Product Features

Terminology Explanation

Term	Explanation
Upstream	The upstream data source of the connector
Topic	UKafka’s Topic
Downstream	The downstream data target of the connector
Downstream Identifier	The name of the downstream UHadoop or UES cluster
File Splitting Mode	The split mode of data in HDFS, supports dates and hours
Plugin	Supports custom plugins for transforming the data flow
HDFS Path	The target file path of the downstream HDFS where the connector will transfer data
Index	ES’s Index
Index Type	ES’s Index Type
Processing Unit	The unit of data transmission stream, currently preset as 1 core 2G
Connector	Abbreviation for kafka connector

Upstream and Downstream Support

Currently, the upstream and downstream must be UCloud Global big data products, as detailed below:

Upstream	Downstream
UKafka	UHadoop, UES

Setting Up Connector

Click [Create Connector] on the control panel page to start setting up a new Kafka connector.

When selecting region and available zone, note that Kafka connectors must be in the same available zone as upstream and downstream products.

Once upstream and downstream info is complete, you can choose the quantity of processing units according to your own requirements. The processing power of the processing units can be referenced in the performance testing section.

It’s worth noting that the limit of the processing unit is the partition quantity of the upstream kafka topic. When the number of processing units is more than this value, the extra processing units will be idle.

Add Upstream

When configuring the upstream, you can select an existing UKafka cluster from the drop-down menu. After selecting the UKafka cluster, you can select the specific data source to be exported from the Topic drop-down menu.

Currently, the connector supports Kafka’s built-in ByteArrayDeserializer (org.apache.kafka.common.serialization.ByteArrayDeserializer) format, and other Kafka built-in formats and custom formats will be supported in the future.

Refer to this document Creating a UKafka Cluster for creating a UKafka cluster.

Add Downstream

1. Add HDFS Downstream

Firstly, choose HDFS as downstream type and select your UHadoop cluster in the Downstream Identifier.

To facilitate your data management, Kafka connectors allow dynamic configuration of data export directory, segregated according to the system clock (GMT +8) of the machine.

Lastly, specify the final export path of the data, which is the absolute path of UHadoop filesystem and doesn’t need to include the name of the UHadoop’s HDFS filesystem.

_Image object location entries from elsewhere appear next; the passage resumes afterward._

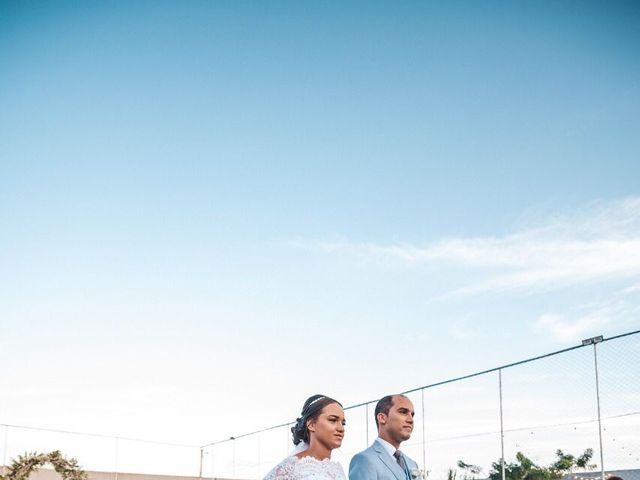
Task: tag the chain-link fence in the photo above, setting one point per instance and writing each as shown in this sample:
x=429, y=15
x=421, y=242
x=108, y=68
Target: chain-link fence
x=583, y=397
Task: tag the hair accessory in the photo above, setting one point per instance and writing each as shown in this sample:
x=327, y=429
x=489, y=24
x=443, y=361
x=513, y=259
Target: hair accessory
x=314, y=401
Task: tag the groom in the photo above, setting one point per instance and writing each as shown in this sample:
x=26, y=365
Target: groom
x=382, y=460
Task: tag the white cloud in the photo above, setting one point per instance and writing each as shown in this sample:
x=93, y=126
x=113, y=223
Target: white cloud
x=594, y=322
x=599, y=242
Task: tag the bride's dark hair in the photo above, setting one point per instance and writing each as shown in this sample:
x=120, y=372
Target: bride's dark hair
x=310, y=411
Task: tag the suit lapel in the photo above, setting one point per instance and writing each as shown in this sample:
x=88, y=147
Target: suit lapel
x=389, y=461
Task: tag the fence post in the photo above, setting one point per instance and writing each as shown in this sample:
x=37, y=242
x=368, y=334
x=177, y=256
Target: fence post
x=115, y=469
x=366, y=425
x=6, y=446
x=502, y=470
x=595, y=360
x=424, y=437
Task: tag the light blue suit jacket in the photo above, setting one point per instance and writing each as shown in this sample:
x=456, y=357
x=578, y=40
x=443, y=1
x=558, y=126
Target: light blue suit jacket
x=376, y=463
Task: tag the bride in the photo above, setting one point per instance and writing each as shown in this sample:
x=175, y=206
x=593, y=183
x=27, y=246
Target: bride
x=318, y=430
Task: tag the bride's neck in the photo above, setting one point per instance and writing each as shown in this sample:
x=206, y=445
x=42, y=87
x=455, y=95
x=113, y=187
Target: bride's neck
x=317, y=451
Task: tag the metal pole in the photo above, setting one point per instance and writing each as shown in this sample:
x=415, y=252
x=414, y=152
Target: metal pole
x=501, y=427
x=424, y=437
x=116, y=461
x=259, y=458
x=234, y=459
x=595, y=359
x=213, y=462
x=366, y=425
x=6, y=446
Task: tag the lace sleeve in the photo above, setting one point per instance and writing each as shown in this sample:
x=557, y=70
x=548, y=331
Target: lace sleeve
x=282, y=471
x=292, y=468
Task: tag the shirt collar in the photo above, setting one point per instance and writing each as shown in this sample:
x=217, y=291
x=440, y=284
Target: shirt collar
x=387, y=446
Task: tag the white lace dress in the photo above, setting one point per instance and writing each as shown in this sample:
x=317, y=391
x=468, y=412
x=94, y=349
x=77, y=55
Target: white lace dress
x=294, y=468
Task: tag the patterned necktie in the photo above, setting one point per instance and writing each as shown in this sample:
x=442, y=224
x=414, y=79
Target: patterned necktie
x=402, y=462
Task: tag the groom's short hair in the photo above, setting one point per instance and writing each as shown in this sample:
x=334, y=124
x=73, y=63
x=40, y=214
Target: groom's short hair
x=384, y=405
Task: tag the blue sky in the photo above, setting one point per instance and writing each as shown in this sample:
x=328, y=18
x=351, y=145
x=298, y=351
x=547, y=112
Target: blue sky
x=202, y=200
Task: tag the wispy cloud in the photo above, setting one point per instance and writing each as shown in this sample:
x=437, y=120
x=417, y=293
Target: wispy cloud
x=598, y=242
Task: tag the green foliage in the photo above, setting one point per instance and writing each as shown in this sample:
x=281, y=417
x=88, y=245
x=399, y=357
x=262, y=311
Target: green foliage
x=26, y=464
x=525, y=469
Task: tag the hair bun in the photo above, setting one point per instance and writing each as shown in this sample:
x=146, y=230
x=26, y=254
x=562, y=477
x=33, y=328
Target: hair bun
x=299, y=430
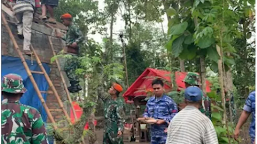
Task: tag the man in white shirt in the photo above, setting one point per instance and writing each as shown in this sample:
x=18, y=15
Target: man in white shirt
x=190, y=126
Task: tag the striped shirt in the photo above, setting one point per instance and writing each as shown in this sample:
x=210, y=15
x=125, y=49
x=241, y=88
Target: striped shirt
x=190, y=126
x=163, y=108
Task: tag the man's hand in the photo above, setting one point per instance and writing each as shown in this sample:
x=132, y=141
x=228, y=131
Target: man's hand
x=119, y=133
x=236, y=134
x=58, y=34
x=159, y=122
x=140, y=119
x=74, y=45
x=166, y=130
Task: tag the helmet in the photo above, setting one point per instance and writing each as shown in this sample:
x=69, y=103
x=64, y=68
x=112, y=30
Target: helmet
x=192, y=79
x=13, y=83
x=66, y=16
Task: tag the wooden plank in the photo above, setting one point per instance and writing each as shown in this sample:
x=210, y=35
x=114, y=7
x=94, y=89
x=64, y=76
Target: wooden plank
x=7, y=11
x=37, y=72
x=42, y=28
x=56, y=110
x=37, y=27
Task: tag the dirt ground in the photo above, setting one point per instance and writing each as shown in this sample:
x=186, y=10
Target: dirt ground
x=99, y=134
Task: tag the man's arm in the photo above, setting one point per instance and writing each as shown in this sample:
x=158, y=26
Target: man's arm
x=121, y=120
x=146, y=113
x=38, y=129
x=244, y=116
x=173, y=110
x=210, y=135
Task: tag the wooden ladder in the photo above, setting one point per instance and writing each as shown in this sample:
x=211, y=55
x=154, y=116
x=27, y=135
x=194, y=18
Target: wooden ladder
x=29, y=72
x=62, y=77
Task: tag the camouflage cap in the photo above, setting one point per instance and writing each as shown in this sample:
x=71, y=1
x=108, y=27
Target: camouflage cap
x=13, y=83
x=192, y=79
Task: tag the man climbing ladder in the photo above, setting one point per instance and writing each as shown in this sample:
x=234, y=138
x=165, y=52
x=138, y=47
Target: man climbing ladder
x=73, y=39
x=23, y=11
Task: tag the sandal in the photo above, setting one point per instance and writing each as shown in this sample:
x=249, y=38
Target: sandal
x=27, y=52
x=42, y=17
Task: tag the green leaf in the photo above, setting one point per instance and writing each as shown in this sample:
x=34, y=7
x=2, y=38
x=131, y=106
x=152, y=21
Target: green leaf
x=225, y=139
x=178, y=29
x=189, y=39
x=219, y=130
x=188, y=53
x=169, y=44
x=214, y=66
x=218, y=108
x=177, y=46
x=211, y=94
x=196, y=3
x=213, y=54
x=228, y=61
x=171, y=12
x=205, y=42
x=216, y=116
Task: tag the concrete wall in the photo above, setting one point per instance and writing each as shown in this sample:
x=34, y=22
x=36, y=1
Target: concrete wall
x=41, y=45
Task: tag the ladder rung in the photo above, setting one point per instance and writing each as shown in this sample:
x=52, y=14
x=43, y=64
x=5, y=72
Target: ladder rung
x=48, y=92
x=37, y=72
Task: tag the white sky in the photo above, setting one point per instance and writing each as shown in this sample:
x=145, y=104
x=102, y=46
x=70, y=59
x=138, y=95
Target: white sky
x=119, y=25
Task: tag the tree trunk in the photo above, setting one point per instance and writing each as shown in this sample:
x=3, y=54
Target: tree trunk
x=220, y=67
x=203, y=74
x=182, y=65
x=111, y=38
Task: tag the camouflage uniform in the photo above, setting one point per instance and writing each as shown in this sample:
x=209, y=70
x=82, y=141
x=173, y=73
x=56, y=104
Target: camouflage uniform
x=193, y=79
x=21, y=124
x=114, y=121
x=72, y=63
x=250, y=106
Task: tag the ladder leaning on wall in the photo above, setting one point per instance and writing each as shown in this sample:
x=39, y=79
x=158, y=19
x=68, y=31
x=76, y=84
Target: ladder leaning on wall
x=29, y=72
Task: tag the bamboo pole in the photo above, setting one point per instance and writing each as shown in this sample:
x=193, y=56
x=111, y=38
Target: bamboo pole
x=62, y=77
x=220, y=66
x=51, y=85
x=28, y=72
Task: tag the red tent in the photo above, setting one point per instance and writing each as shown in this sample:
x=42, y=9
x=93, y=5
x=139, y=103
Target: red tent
x=79, y=112
x=144, y=81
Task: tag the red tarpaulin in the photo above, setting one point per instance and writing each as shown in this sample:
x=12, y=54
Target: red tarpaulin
x=78, y=111
x=144, y=82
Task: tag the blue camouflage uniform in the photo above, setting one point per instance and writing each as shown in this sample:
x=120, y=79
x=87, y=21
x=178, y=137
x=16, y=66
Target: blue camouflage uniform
x=163, y=108
x=250, y=106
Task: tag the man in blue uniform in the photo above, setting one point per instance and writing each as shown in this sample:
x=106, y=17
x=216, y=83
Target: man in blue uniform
x=160, y=109
x=249, y=108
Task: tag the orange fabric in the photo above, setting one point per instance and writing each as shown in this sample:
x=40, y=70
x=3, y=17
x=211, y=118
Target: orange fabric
x=117, y=87
x=66, y=16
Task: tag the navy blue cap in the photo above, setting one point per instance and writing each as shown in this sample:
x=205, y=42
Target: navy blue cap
x=193, y=94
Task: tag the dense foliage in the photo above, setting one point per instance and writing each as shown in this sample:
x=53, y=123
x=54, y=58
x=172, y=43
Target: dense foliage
x=196, y=29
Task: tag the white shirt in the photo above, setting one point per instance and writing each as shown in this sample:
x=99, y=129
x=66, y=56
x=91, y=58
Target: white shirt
x=190, y=126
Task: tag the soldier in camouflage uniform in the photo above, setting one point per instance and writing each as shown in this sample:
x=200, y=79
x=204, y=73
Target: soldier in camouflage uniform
x=114, y=116
x=21, y=124
x=193, y=79
x=249, y=108
x=73, y=39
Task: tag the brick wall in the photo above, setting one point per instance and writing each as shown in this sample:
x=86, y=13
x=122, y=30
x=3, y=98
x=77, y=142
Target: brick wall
x=41, y=45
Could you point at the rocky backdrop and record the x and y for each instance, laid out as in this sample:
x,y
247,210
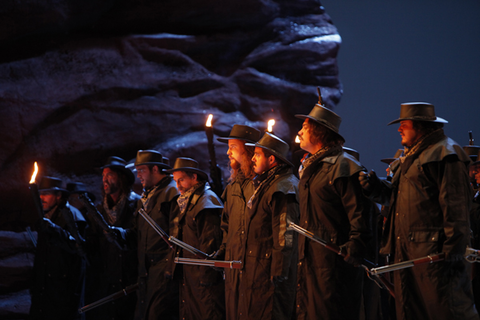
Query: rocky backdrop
x,y
83,80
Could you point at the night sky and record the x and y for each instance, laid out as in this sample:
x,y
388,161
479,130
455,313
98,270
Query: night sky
x,y
404,51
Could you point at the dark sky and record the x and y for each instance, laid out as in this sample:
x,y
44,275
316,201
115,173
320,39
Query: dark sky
x,y
396,51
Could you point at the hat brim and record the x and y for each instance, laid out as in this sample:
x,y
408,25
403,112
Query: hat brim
x,y
225,139
276,154
125,170
325,124
437,120
192,170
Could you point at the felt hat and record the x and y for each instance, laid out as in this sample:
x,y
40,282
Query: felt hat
x,y
188,165
324,117
418,111
275,145
395,157
145,157
242,132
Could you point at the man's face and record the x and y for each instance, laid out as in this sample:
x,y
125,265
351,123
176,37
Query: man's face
x,y
236,148
49,199
145,175
408,133
111,181
184,181
305,138
260,162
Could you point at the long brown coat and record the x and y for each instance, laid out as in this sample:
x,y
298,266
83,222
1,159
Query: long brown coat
x,y
202,294
429,213
234,198
332,207
271,250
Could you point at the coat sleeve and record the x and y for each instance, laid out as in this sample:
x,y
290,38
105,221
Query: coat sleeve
x,y
357,214
454,197
284,208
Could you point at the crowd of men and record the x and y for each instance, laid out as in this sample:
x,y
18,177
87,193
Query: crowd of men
x,y
428,204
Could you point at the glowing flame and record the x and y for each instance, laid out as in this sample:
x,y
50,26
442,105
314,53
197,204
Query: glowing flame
x,y
271,123
34,175
209,120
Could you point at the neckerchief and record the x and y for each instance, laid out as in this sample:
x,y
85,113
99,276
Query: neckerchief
x,y
112,213
147,195
310,159
263,179
183,199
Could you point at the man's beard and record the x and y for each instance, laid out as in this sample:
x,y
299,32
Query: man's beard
x,y
234,164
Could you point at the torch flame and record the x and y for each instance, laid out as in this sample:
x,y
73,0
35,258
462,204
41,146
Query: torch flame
x,y
209,120
271,123
34,175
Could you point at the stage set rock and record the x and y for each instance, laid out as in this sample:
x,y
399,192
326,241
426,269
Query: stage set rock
x,y
80,82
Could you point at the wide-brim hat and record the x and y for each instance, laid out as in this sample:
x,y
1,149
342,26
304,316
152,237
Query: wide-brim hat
x,y
145,157
418,111
395,157
477,161
472,151
324,117
51,184
118,164
275,145
188,165
241,132
78,188
354,153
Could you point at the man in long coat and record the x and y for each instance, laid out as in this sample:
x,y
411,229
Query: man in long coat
x,y
332,207
59,265
271,249
202,289
158,288
235,197
429,203
112,269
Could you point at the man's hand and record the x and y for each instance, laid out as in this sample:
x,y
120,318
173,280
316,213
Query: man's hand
x,y
368,181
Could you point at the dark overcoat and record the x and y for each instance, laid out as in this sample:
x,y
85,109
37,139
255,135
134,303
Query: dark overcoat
x,y
58,270
202,293
332,207
271,250
235,197
111,269
158,290
430,196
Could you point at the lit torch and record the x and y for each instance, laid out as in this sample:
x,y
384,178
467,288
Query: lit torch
x,y
34,191
271,123
215,171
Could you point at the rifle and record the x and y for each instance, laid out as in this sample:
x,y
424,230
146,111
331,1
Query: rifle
x,y
112,297
471,255
98,217
172,240
380,281
210,263
215,171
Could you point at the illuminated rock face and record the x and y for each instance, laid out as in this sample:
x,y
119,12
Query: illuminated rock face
x,y
81,83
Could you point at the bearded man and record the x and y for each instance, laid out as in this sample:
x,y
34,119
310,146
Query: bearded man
x,y
429,198
235,197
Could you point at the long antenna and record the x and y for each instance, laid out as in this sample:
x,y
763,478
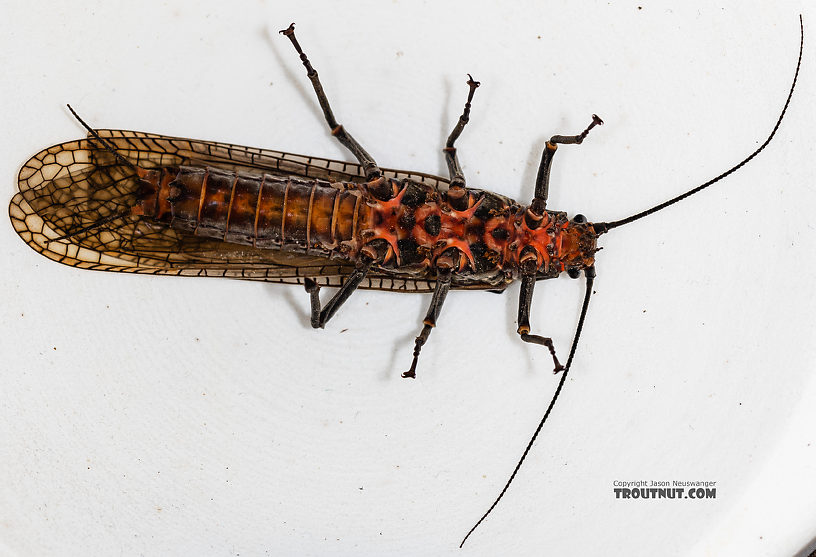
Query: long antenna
x,y
104,142
590,278
603,227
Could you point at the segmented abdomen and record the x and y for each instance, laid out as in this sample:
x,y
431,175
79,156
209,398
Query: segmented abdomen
x,y
265,211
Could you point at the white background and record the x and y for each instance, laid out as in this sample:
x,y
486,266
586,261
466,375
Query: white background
x,y
155,416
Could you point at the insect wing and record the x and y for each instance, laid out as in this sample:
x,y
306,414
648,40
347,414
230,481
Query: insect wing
x,y
74,207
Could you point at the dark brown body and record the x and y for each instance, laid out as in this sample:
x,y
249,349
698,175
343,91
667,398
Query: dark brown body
x,y
335,220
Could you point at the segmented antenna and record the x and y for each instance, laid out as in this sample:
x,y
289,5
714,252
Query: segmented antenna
x,y
602,227
589,272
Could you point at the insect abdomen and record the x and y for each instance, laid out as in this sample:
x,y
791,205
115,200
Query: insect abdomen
x,y
263,211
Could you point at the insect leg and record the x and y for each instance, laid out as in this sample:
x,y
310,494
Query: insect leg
x,y
443,278
528,277
368,258
543,178
370,167
456,174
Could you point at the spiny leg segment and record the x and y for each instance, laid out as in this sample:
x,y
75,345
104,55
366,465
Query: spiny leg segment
x,y
445,264
372,171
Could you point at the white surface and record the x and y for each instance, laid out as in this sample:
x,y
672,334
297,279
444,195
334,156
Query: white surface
x,y
182,416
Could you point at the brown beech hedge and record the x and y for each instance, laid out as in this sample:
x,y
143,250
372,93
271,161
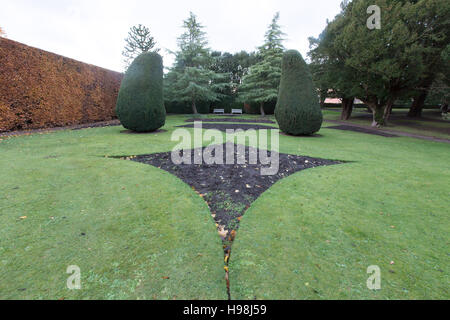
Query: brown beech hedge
x,y
39,89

If file splitting is enabled, Kafka connectors will generate corresponding time directories under this path.

Currently, the compression method of the file is uniformly gzip, and more compression methods will be supported in the future.

2. Add Elasticsearch Downstream

If Elasticsearch is selected as the downward type, you need to select your UES cluster in the Downstream Identifier and fill the name and type of the target index.

Plugin Management (Beta Release)

The custom plugin feature is currently in beta. Contact technical support to turn it on if required.

To better support your business, we allow you to parse through custom data formats by writing custom Java code, and dynamically specify the storage path of UHadoop.

The interface definition for the plugin is as follows:


package cn.ucloud.sinker.thirdpart;
 
import java.io.IOException;
 
public interface ThirdpartPlugin {
 
  /**
   * @param body original message
   * @return Converted message
   */
  public byte[] transform(byte[] body) throws IOException;
 
  /**
   * @param body original message
   * @return hdfs directory prefix for this message
   */
  public String extractDirName(byte[] body) throws IOException;
}

Ensure that the interface’s implementation class has the default constructor, so we can construct an instance of this implementation class.

When data is received from the upstream via Kafka connector, we will call the transform method for each message received from UKafka to transform the message, and at the same time call the extractDirName method for each received message to determine the prefix of the data storage path. You can ignore it by returning null if you do not need to customize the storage path.

After writing the custom plugin logic and packing it into a jar package, you need to upload this jar package to your corresponding region’s ufile storage.

The plugin’s ufile address in the form is the download address of the plugin in ufile, which can be obtained by clicking the download button in the ufile file management interface. The entry class is the reference path of the plugin interface implementation class, in the format of full-package-name.ClassName.

Monitor Explanation

Through the monitor view tab, you can see the 5 monitor items we provide.

The details of each monitor item are as follows:

Monitor Item	Description
Read Message Count	The total number of messages read from the upstream since the last node start, updated every minute.
Write Message Count	The total number of messages written to the downstream target since the last node start, updated every minute.
Read Messages Per Second	The number of messages read from the upstream per second, updated every minute.
Write Messages Per Second	The number of messages written to the downstream target per second, updated every minute.
Accumulated Message Count	The amount of unexported data accumulated in Kafka, updated every minute.